La coinvolgente testimonianza di Luciana Castellina, il suo contagioso entusiasmo per questa vittoria della Sinistra cilena (con la S maiuscola), mi hanno riportato indietro nel tempo e fatto venire voglia di raccontare della grande manifestazione che precedette la cacciata di Pinochet.

Va ricordato che il dittatore fu disarcionato dal potere, ma non espulso dal paese o condannato, grazie ad un referendum popolare che il governo Usa gli aveva imposto, dandogli ampie garanzie di impunità.

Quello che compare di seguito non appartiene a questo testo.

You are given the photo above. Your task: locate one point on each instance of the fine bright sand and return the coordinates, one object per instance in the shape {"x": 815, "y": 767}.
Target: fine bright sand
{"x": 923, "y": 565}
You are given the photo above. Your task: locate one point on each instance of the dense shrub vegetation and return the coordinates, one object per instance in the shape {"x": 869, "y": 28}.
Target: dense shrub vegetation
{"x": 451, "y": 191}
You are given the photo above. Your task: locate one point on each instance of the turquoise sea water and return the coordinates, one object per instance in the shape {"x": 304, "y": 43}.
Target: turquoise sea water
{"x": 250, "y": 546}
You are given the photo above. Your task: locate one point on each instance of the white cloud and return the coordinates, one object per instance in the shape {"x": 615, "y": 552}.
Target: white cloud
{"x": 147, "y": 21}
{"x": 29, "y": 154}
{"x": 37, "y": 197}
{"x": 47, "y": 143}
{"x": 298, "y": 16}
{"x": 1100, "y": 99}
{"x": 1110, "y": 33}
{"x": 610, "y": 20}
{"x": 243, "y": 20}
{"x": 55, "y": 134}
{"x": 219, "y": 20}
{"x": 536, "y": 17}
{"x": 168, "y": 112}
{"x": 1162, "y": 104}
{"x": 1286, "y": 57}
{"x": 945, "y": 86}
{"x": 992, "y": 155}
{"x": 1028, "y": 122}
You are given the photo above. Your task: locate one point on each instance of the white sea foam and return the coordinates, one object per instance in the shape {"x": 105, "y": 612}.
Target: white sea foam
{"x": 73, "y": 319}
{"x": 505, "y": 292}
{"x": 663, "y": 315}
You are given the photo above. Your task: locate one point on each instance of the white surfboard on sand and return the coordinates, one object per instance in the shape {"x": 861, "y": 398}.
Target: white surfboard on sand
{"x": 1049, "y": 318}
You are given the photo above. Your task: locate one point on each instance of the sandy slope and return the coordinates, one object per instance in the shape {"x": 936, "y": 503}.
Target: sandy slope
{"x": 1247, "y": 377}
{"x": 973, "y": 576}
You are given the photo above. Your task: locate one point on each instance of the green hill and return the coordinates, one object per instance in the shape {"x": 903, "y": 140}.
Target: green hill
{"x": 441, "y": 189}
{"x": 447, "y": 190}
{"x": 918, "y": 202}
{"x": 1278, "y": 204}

Il giorno prima della chiusura della campagna referendaria il movimento popolare organizzò una manifestazione a Santiago a cui presero parte più di un milione di persone. La sera prima, con i compagni italiani che erano a Santiago in veste di cooperanti, di fatto per sostenere l’opposizione al dittatore, ci riunimmo per decidere come partecipare a questa manifestazione.

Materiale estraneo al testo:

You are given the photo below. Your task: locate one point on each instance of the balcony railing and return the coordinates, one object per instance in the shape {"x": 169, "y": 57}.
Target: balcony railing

Alla riunione presero parte attiva alcune compagne e compagni cileni, tra cui Antonia e Fernando Lara, che da quella sera divennero nostri inseparabili amici. Sarà per la presenza mia, di Piero Polimeni e di Antonella Giunta del Cric (una Ong del Sud molto attiva in quegli anni), nonché di altri compagni meridionali, dopo una lunga discussione decidemmo che avremmo marciato sotto uno striscione con scritto “Italia con Chile contra Mafia y Pinochet”.

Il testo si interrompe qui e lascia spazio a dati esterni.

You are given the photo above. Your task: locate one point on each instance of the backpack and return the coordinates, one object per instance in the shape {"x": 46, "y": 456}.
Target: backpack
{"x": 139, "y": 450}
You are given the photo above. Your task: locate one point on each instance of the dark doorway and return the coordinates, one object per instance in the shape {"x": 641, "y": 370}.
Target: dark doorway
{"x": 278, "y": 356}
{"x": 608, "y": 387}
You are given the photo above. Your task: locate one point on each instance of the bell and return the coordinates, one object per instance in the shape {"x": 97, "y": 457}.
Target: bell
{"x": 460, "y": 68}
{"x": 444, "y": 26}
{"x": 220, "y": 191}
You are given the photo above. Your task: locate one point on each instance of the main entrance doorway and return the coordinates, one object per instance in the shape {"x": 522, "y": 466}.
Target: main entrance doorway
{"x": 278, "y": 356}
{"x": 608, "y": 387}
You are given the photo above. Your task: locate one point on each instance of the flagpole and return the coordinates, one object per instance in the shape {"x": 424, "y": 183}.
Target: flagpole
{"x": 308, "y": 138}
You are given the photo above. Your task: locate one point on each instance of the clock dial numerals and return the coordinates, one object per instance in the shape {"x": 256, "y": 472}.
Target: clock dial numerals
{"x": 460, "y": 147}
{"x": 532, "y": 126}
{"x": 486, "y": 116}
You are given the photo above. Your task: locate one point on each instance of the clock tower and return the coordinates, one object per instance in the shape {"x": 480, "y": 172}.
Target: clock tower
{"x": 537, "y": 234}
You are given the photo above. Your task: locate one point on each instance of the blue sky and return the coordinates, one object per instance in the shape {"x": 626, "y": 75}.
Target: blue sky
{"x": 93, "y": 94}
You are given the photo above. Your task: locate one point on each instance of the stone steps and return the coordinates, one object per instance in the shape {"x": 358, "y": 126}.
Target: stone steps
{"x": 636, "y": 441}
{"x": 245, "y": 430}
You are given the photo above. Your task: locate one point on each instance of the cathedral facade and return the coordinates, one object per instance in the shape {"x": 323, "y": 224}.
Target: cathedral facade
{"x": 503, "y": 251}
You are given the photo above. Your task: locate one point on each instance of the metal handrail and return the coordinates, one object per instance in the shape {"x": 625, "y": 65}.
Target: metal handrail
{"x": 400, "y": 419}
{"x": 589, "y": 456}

Oggi può sembrare strano ma allora, specie nel Mezzogiorno, la lotta alle mafie era diventata una priorità: l’oppressione mafiosa da Palermo a Napoli a Reggio Calabria (dove dal 1985 al 1992 morirono per mano della ‘ndrangheta più di 700 persone) era percepita come una vera e propria dittatura.

Eravamo tutti molto emozionati e anche, bisogna ammetterlo, angosciati. Giungevano notizie di attentati fascisti in diverse parti del paese e fino alla fine molti pensavano che Pinochet avrebbe trovato un alibi per bloccare il referendum. Ma l’indomani, sotto un sole gagliardo, con fiumi di compagne e compagni che arrivavano a Santiago con ogni mezzo, con i loro canti e slogan che trasmettevano una energia incredibile, anche noi ci mettemmo a urlare “Nunca mas”! “Nunca mas”! per ore ed ore.

Mentre sfilavamo con il nostro grande striscione venivamo applauditi da ali di folla che continuava ad arrivare e dai balconi ci salutavano con “W Italia”.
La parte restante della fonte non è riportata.